Your question is not clear in a way there are two different Graph Clustering problems. One is having a dataset of different graphs and you would like to cluster similar graphs (in this case each object is a graph), and the other when you have a graph (e.g. a social network) and you would like to group similar nodes inside that graph (here each object is a node).

**The first problem** needs Graph Embedding which is to transfer graphs into a n-dimensional manifold and from there on, you have a classical clustering problem. For this case have a look at what Horst Bunke has done.
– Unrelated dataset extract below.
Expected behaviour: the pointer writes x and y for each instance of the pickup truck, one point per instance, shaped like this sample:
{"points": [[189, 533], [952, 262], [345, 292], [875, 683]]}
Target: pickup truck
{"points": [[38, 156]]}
A more simplified approach would be feature extraction from networks and apply classical clustering methods. These features are statistical and topological network measures such as Clustering Coefficient, Assortativity Index, Average Shortest Path Length, Density, Diameter, Average Centrality, etc. This approach is more about the characteristics of real-world networks e.g. biological networks or social networks as it takes into account those characteristics which determine the real-world phenomena.

**The second problem** is usually called Community Detection in literature. There are several method for doing that based on Modularity Score, Information Theory, Topological Structure or Spectral Graph Theory.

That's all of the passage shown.